Desk-bound CIA analyst Susan Cooper has watched for years on the sidelines as her hunky spy, Bradley Fine, becomes the hero of the day while she guides him through the various scenarios. Now that a nuclear bomb has been stolen and all the agents identities reveals by ruthless Raina Boyanov, Susan puts herself forward to try to track down the missing weapon. What she doesn’t realise is once out in the field, this mild-mannered lady must become a ruthless killing machine.

Writer and director Paul Feig, who has already given us Bridesmaids and The Heat, as well as helming the new Ghostbusters, has taken the whole spy genre and turned it on its head. Like Kingsman, this is a dizzy mix of laugh-out-loud comedy and graphic violence, yet here the gore factor is not as prevalent although the action is firmly in place.

Having the feel of a Bond film, from the full orchestration and Maurice Binder-style opening credits, to the joyful bouncing from one country to another, this never once takes itself too seriously, even if the subject of nuclear weapons are mentioned. It’s also gloriously female heavy, allowing four very smart and witty women taking centre-stage.

Melissa McCarthy shines. Giving her plenty of room to go from the cute and down-trodden, to the fast-talking, acid-tongue agent, McCarthy is allowed opportunity to ad-lib, which she relishes with glee. Along side her is our very own Miranda Hart, making her Hollywood debut. Playing her best friend, the two females bounce off each other like old school friends, with Hart being, well, Miranda.

Rose Byrne reunites with McCarthy after their Bridesmaid stint, as the devilish villainess. With her enormous hair and skin-tight outfits, she looks like she’s having the best time ever going all bad. Another bonus is the ever reliable Alison Janney as the CIA boss. No matter how small or large the role, Janney gives it everything and here its no exception. Maybe one day, they will see her potential as a possible lead.

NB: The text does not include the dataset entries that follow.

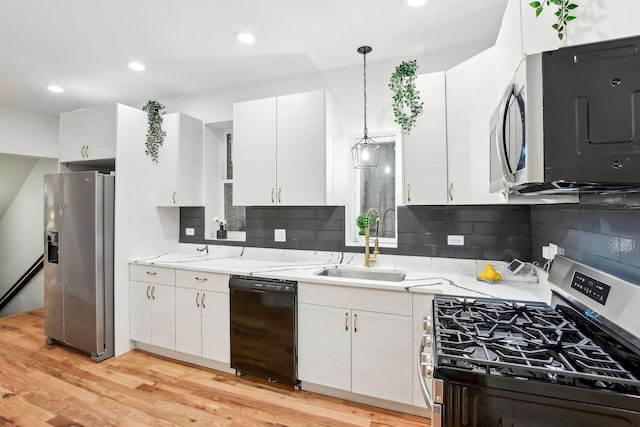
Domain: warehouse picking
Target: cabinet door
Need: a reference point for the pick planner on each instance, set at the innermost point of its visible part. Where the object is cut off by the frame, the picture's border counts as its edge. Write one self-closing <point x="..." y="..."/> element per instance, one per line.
<point x="324" y="345"/>
<point x="189" y="174"/>
<point x="301" y="152"/>
<point x="140" y="311"/>
<point x="215" y="326"/>
<point x="470" y="88"/>
<point x="166" y="169"/>
<point x="425" y="148"/>
<point x="254" y="153"/>
<point x="88" y="134"/>
<point x="381" y="356"/>
<point x="188" y="322"/>
<point x="163" y="316"/>
<point x="508" y="48"/>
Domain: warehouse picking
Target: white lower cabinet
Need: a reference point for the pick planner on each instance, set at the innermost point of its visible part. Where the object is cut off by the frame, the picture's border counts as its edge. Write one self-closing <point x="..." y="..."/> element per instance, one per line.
<point x="152" y="308"/>
<point x="352" y="349"/>
<point x="202" y="323"/>
<point x="202" y="314"/>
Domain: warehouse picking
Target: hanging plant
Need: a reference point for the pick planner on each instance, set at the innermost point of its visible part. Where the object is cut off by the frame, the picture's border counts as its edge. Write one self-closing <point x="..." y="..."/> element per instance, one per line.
<point x="155" y="134"/>
<point x="407" y="105"/>
<point x="563" y="14"/>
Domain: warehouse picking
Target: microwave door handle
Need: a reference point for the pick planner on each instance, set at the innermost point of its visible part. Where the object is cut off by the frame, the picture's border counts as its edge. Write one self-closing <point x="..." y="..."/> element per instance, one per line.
<point x="502" y="155"/>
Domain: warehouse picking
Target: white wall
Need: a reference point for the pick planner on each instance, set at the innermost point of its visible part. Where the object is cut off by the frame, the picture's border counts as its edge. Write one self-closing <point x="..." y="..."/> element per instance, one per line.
<point x="28" y="134"/>
<point x="22" y="229"/>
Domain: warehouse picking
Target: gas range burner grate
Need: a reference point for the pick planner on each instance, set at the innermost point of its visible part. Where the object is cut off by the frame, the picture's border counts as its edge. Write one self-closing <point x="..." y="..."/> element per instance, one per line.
<point x="524" y="340"/>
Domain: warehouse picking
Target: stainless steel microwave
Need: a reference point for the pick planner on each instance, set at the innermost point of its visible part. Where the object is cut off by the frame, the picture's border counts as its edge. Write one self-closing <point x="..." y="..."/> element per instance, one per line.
<point x="570" y="121"/>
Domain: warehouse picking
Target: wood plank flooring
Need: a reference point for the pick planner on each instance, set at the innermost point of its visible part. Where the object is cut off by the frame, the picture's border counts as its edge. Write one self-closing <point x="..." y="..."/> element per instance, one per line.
<point x="44" y="385"/>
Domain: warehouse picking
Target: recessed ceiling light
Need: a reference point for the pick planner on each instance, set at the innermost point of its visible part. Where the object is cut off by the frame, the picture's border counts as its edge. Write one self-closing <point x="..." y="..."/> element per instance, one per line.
<point x="245" y="37"/>
<point x="136" y="66"/>
<point x="55" y="88"/>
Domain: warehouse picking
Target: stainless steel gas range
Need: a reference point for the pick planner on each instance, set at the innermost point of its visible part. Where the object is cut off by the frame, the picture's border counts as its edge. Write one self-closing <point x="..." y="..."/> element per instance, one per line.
<point x="576" y="362"/>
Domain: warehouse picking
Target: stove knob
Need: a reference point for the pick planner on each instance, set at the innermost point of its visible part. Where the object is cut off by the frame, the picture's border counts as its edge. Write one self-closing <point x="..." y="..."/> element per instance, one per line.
<point x="427" y="323"/>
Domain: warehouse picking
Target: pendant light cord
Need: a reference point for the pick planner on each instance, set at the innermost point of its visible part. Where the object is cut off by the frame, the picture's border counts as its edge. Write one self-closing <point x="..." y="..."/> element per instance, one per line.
<point x="364" y="76"/>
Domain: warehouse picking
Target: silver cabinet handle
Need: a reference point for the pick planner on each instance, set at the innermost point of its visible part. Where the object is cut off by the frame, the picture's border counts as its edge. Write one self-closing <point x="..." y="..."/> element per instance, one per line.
<point x="427" y="340"/>
<point x="427" y="323"/>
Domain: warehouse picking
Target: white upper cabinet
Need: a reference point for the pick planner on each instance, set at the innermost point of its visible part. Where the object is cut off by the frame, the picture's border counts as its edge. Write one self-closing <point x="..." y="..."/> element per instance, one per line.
<point x="470" y="103"/>
<point x="179" y="168"/>
<point x="254" y="152"/>
<point x="282" y="147"/>
<point x="425" y="148"/>
<point x="508" y="48"/>
<point x="90" y="133"/>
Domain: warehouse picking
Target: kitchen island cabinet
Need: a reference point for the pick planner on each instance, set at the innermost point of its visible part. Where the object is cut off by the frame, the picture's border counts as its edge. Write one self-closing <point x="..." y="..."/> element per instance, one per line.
<point x="286" y="141"/>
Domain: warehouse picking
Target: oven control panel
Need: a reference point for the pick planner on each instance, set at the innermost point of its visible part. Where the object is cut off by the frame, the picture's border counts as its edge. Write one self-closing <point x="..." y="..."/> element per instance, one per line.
<point x="592" y="288"/>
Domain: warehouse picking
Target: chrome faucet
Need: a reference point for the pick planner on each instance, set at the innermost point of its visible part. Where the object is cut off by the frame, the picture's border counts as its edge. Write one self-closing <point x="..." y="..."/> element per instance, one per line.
<point x="368" y="260"/>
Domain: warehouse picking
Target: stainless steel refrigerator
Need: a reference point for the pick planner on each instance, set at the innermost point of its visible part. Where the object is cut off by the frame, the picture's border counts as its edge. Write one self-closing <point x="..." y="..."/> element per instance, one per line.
<point x="78" y="269"/>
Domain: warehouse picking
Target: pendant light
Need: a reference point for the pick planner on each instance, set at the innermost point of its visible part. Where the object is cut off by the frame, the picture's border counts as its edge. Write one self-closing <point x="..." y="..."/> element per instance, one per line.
<point x="365" y="152"/>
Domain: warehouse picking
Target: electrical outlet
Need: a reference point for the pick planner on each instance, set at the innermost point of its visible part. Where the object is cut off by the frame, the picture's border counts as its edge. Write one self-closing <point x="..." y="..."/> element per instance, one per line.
<point x="455" y="240"/>
<point x="280" y="235"/>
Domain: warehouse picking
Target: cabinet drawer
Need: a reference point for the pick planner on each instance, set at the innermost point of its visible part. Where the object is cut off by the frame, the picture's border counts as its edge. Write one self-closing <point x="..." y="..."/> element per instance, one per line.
<point x="202" y="280"/>
<point x="381" y="301"/>
<point x="151" y="274"/>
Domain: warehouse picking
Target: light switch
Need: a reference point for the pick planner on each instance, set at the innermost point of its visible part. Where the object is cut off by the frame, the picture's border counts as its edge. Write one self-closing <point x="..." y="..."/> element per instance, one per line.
<point x="455" y="240"/>
<point x="280" y="235"/>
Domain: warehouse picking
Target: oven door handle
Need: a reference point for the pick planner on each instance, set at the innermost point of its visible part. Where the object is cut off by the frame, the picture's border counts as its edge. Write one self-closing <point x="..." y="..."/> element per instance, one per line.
<point x="423" y="384"/>
<point x="502" y="155"/>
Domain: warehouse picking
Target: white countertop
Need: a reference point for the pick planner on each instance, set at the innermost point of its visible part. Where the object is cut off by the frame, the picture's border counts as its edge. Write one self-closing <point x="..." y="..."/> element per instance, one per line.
<point x="423" y="274"/>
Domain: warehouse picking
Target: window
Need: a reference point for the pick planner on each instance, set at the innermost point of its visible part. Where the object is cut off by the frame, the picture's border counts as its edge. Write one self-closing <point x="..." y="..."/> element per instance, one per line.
<point x="376" y="188"/>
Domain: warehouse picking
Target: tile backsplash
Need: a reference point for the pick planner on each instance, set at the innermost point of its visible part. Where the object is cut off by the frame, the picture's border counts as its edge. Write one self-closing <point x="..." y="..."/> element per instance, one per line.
<point x="490" y="232"/>
<point x="601" y="231"/>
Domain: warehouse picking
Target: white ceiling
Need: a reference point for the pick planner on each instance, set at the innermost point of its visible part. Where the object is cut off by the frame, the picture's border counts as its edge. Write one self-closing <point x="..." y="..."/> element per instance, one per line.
<point x="188" y="45"/>
<point x="13" y="171"/>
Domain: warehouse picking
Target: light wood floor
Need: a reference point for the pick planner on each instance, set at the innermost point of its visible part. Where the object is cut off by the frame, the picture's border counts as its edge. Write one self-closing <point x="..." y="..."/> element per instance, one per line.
<point x="44" y="385"/>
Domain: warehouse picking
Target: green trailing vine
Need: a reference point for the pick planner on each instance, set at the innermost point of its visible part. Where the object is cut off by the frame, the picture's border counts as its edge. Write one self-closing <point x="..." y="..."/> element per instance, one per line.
<point x="155" y="134"/>
<point x="407" y="105"/>
<point x="563" y="13"/>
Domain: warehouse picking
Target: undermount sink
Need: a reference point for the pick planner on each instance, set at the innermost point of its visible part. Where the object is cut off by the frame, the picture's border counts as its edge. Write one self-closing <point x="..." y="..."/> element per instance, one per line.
<point x="357" y="273"/>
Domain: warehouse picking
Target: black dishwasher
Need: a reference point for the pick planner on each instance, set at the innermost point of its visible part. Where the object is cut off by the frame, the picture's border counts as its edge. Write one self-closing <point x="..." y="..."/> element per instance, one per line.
<point x="263" y="327"/>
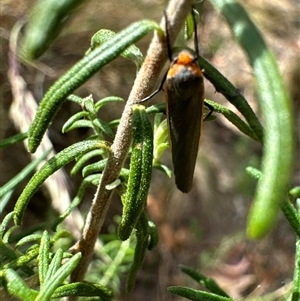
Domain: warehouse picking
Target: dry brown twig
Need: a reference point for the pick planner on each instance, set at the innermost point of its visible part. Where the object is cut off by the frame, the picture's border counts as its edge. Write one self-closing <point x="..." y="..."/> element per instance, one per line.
<point x="143" y="86"/>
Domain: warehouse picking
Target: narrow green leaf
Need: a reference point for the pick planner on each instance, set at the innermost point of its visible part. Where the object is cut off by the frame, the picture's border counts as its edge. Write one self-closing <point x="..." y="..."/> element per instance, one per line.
<point x="44" y="257"/>
<point x="195" y="295"/>
<point x="132" y="52"/>
<point x="286" y="206"/>
<point x="55" y="163"/>
<point x="208" y="283"/>
<point x="22" y="261"/>
<point x="13" y="140"/>
<point x="17" y="287"/>
<point x="49" y="287"/>
<point x="110" y="99"/>
<point x="84" y="289"/>
<point x="233" y="118"/>
<point x="69" y="124"/>
<point x="76" y="201"/>
<point x="142" y="239"/>
<point x="93" y="168"/>
<point x="16" y="180"/>
<point x="296" y="278"/>
<point x="276" y="106"/>
<point x="140" y="171"/>
<point x="4" y="224"/>
<point x="54" y="264"/>
<point x="29" y="238"/>
<point x="82" y="161"/>
<point x="82" y="71"/>
<point x="153" y="235"/>
<point x="103" y="127"/>
<point x="233" y="95"/>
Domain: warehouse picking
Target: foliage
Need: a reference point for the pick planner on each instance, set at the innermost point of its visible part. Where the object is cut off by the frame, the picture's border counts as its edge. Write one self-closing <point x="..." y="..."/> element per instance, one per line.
<point x="36" y="268"/>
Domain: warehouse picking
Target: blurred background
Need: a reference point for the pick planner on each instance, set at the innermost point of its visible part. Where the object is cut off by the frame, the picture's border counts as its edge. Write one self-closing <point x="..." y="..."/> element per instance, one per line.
<point x="204" y="229"/>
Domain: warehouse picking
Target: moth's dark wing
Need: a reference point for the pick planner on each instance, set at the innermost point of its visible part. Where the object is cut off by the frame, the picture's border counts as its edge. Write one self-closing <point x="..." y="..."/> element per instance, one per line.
<point x="185" y="115"/>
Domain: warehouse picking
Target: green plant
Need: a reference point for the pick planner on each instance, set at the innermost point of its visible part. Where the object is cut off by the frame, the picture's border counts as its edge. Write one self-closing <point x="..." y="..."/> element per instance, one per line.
<point x="42" y="263"/>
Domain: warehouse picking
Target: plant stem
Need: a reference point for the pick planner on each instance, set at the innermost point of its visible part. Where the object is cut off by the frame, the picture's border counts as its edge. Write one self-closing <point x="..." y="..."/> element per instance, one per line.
<point x="143" y="86"/>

The males don’t come out too bad either. Jude Law gets to play Bond-ish as a handsome and smooth CIA operative with the dinner jackets and his handiness with a gun, while Jason Statham almost steals the whole film from under everyone’s noses with a superb piece of self-mockery, as a tough, straight-talking spy with a hundred horror stories who may come out with all the bravado but in most cases is utterly useless. It’s great to see The Stath in comic form and he needs to show this side more often.

Spy is a big, fat crowd-pleaser in every way. It is genuinely funny, has plenty of exciting moments and enough staying power for a few more movies in the future. It’s not perfect: it relies heavily of being very swearing for some of the laughs and it does dip slightly in the middle but that can all be forgiven, In a time when comedies haven’t been that funny recently, it’s so refreshing to see a film where the audience are not just tittering but belly laughing. It also bodes well for the new Ghostbusters film.